Positive action
Having seen that the error/timeout/retry loop can cause performance loss for survivors, and done what we can to optimize the loop, there is one more trick we could use. Simply not to enter the loop, or at least not so often. We’ve optimized our polling rate for normal use of course, but if we greatly reduce polling further after we’ve encountered a fault - we will also greatly reduce those time wasting error loops. We should still retry once in while, hoping that fault has been repaired – but every five minutes is probably enough.
Slave Thing disabling
Earlier we saw how to detect a failing poller Thing and use that to trigger a rule. Within that rule, we can use the openHAB REST API to disable the TCP/serial bridge Thing that “owns” the poller. That will also disable any other pollers on this Modbus slave.
The rule can also start an independent timer that will enable the Thing again in a few minutes. At that time, the binding will attempt to recover the connection to the slave and restart polling. Should this fail again, our rule will be triggered once more.
Rule "modbus slave22 error"
when
// any poller Thing for this slave
Thing "modbus:poller:slave22:s22_coils" changed or
System started // in case faulty at boot up
then
var Tstatus = getThingStatusInfo("modbus:poller:slave22:s22_coils").getStatus()
if (Tstatus.toString == "OFFLINE") {
// set the TCP/serial bridge Thing offline
// this will stop new polling requests on all associated pollers
sendHttpPutRequest( "http://localhost:8080/rest/things/modbus:tcp:slave22/enable", "application/json", "false" )
// now schedule a future recovery attempt
createTimer(now.plusMinutes(5), [ |
sendHttpPutRequest( "http://localhost:8080/rest/things/modbus:tcp:slave22/enable", "application/json", "true")
] )
}
end
Note that you will likely see a couple of further errors logged after the disabling, as already scheduled polls work through the queue.

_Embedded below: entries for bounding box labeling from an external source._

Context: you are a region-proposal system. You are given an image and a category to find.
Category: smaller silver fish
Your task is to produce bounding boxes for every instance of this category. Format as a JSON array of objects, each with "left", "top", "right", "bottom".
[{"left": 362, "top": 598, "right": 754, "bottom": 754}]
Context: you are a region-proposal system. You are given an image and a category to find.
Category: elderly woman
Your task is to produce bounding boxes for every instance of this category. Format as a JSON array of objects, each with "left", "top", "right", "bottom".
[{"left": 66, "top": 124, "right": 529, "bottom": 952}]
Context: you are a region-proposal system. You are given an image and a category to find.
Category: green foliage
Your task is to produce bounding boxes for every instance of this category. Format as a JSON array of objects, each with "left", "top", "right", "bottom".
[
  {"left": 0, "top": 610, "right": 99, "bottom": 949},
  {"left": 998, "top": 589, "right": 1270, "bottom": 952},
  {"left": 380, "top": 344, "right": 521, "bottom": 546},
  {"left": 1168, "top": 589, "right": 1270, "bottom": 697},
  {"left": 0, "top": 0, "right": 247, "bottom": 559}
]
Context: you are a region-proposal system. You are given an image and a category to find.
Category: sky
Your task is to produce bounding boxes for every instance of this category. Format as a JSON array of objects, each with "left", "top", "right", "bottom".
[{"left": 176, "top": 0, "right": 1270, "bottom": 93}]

There is a potential snag – if we reboot with a faulty slave then the rule will not be triggered by poller status change and we would never reduce polling or attempt recovery. The workaround is addition of System started
to the rule trigger; normally the poller will not be offline at boot, but if it is we will start our periodic attempts instead of regular polling.
You could instead use the REST API to alter the refresh
parameter of the poller Thing. You would also need to arrange for restoration of “normal” refresh parameter. There are drawbacks to that method:
(a) It won’t work if you use xxx.things
text files to configure modbus, not editable later.
(b) You may have several pollers to manage for each slave.
Summary
Some simple rules can further reduce performance impact of Modbus faults, while still allowing for automatic recovery after “repair”.